Suudi yönetim hakkında iki portre
ABD Başkanı Donald Trump, evvelki gün yaptığı bir mitingde Suudi Arabistan Kralı Selman ile yaptığı son telefon görüşmesi hakkında “ABD’nin desteği olmadan iki hafta bile iktidarda kalamazsınız” ifadeleriyle kralı nasıl küçük düşürdüğünü alaycı bir üslupla dinleyicileriyle paylaştı.
“Suudi Arabistan’ı biz koruyoruz. Zengin olduklarını söyleyebilirsiniz. Kral Salman’ı seviyorum. Ama krala, ‘Sizi biz koruyoruz. Biz olmadan orada iki hafta bile kalamazsınız. Bundan dolayı askeri harcamalar için para ödemek zorundasınız’ dedim” şeklinde konuşan Trump, geçen cumartesi günü Batı Virginia’da yaptığı mitingde de “Kral Selman harika biri, bu sabah onunla konuştum. Dedim ki “Kral, trilyonlarca doların var. Biz olmasak ne olacağını kim bilir… Bizimleyken tamamen güvendeler. Ancak biz almamız gerekenleri alamıyoruz.”

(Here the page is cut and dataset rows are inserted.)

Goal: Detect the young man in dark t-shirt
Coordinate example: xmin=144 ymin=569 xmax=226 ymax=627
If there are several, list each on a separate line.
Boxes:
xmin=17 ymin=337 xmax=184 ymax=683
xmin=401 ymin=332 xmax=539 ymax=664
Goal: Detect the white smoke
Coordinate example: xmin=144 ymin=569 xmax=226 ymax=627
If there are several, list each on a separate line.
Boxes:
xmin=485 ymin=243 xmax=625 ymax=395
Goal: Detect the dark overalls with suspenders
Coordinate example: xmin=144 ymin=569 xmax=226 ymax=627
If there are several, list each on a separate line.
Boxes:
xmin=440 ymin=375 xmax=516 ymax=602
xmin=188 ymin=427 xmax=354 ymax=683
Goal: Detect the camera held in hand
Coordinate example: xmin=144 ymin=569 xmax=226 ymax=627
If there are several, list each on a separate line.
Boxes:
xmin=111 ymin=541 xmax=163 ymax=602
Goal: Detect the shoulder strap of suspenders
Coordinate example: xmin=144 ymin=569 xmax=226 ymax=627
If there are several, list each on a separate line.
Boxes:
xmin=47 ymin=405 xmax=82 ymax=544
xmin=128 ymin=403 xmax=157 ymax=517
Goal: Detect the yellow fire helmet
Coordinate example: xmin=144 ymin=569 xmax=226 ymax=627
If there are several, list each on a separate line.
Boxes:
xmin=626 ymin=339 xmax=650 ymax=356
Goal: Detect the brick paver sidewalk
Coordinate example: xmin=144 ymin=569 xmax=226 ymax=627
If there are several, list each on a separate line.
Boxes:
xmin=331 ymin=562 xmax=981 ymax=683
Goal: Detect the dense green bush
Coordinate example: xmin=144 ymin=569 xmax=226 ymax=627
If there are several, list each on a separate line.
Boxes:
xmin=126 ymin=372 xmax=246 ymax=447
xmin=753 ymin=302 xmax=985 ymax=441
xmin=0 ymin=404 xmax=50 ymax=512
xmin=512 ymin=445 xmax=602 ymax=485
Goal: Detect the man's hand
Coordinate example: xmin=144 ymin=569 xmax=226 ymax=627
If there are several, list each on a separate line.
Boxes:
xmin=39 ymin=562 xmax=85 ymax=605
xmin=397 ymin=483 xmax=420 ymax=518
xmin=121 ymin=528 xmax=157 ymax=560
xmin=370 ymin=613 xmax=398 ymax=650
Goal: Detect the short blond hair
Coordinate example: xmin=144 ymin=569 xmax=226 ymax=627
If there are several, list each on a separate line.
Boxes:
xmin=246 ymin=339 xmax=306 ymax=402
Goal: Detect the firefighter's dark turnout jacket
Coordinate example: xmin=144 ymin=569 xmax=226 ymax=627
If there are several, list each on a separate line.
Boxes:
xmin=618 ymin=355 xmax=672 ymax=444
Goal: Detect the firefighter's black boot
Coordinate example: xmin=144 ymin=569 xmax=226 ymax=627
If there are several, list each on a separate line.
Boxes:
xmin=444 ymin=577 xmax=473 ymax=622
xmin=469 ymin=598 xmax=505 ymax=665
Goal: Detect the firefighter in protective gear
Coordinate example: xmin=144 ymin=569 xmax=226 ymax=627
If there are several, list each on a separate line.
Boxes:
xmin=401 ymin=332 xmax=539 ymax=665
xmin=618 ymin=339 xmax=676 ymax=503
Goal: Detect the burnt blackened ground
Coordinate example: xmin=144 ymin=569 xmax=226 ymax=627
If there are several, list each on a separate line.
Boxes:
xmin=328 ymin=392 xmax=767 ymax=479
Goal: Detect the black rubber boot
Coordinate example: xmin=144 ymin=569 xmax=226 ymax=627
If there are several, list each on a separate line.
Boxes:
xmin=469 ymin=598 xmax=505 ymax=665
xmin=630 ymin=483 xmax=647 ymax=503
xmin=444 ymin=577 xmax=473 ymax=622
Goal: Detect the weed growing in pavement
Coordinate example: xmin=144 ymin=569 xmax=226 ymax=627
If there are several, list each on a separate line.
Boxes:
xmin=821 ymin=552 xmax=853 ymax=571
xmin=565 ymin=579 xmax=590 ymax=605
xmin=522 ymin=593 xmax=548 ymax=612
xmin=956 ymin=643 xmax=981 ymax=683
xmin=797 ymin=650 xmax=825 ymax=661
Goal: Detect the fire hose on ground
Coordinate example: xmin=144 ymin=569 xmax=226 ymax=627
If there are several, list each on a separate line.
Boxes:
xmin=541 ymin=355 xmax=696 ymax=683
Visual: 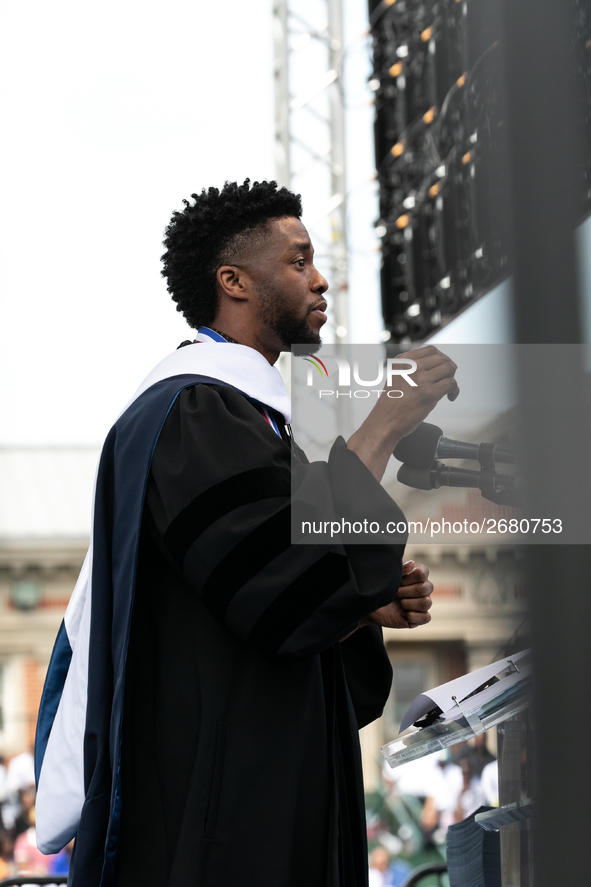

Bunlar Trump’ın Suudi Arabistan’ı dünya karşısında aşağıladığı ilk ifadeleri değil, seçim kampanyası döneminde ve başkan seçildikten sonra da her fırsatta Suudi Arabistan’ı himaye etme karşılığında defalarca ABD’ye ödeme talebinde bulunmuş ve krallığı “süt ineği” olarak tanımlamıştı.
Riyad yönetimi Trump’ın bu küçümseyici üslubuna tek kelimeyle cevap vermek bir yana 20 Mayıs 2017’de, Trump ve Suudi krallığın ev sahipliğinde düzenlenen zirvede 460 milyar dolarlık silah anlaşması ve ekonomik sözleşme yapılmıştı.
Bir yandan ABD başta olmak üzere İslam coğrafyasında her türlü terör faaliyeti ve karışıklığa sebebiyet veren ülkelere sonsuz kredi açarken, bu tür uygulamalara itiraz eden veya etmesi muhtemel kişilere de her türlü hukuksuz muameleyi reva görmekten geri durmuyor.
Hali hazırda Suudi zindanlarında Kâbe imamları, alimler, davetçi şahsiyetler, kanaat önderi ve iş adamları tutuklu bulunuyor. Birçoğu Suudi Arabistan’da tutuklanırken, krallık dostu Arap rejimleriyle işbirliği yapılarak yurtdışından getirilenler vardı.
Bu konuda son skandal İstanbul’da yaşandı. Suudi Arabistan’ın yeni yönetiminin yanlış politikalarına sert eleştirileriyle tanınan dünyaca ünlü Suudi gazeteci Cemal Kaşıkçı, evvelki gün ülkesinin İstanbul Levent’te bulunan Suudi Arabistan Başkonsolosluğunda resmi işlemlerini hallederken girdiği konsolosluk binasından dışarı çıkamadı.
Ortadoğu’nun en etkin gazetecilerinden biri olarak bilinen Kaşıkçı, önceki dönem Suudi yönetimine danışmanlık yapıyordu.
Suudi Arabistan’da yaşanan tutuklama zinciri nedeniyle kendisi hakkında da yazı yazma kısıtlaması uygulanmasının ardından ülkesinden ayrılma kararı vererek İstanbul, Londra ve Washington hattında yaşamaya başlamış, bu süreçte zaten hakkında tutuklama kararı çıkartılmıştı. Kaşıkçı, Washington Post gazetesinde Veliaht prens Muhammed bin Selman aleyhinde etkili yazılar yazmaya başlamıştı.
Türk hükümeti, Kaşıkçı’nın Suudi konsolosluk içinde tutuklanmasıyla ilgili sorular hakkında henüz bir yorum yapmadı ancak yetkililer olayı üst düzeyce takip ettiklerini ve olayla ilgili soruşturma başlatıldığını duyurdular.
El Cezire’nin verdiği bilgiye göre konsolosluğun kameralarını inceleyen Türk polisler Kaşıkçı’nın 20 dakika sonra binadan çıktığını tespit ettiler. Ancak dış kapıda kendisini bekleyen yakını dışarı çıkmadığını belirtti. Kaşıkçı’nın kaybolmasının medyaya düşmesinden kısa bir süre sonra Suudi yetkililer resmi sayfalarında Cemal Kaşıkçı’nın İnterpol kararıyla arandığı bilgisini paylaştılar. Bu gelişmeler Kaşıkçı’nın Suudi istihbaratı tarafından kaçırıldığı ihtimalini güçlendiriyor.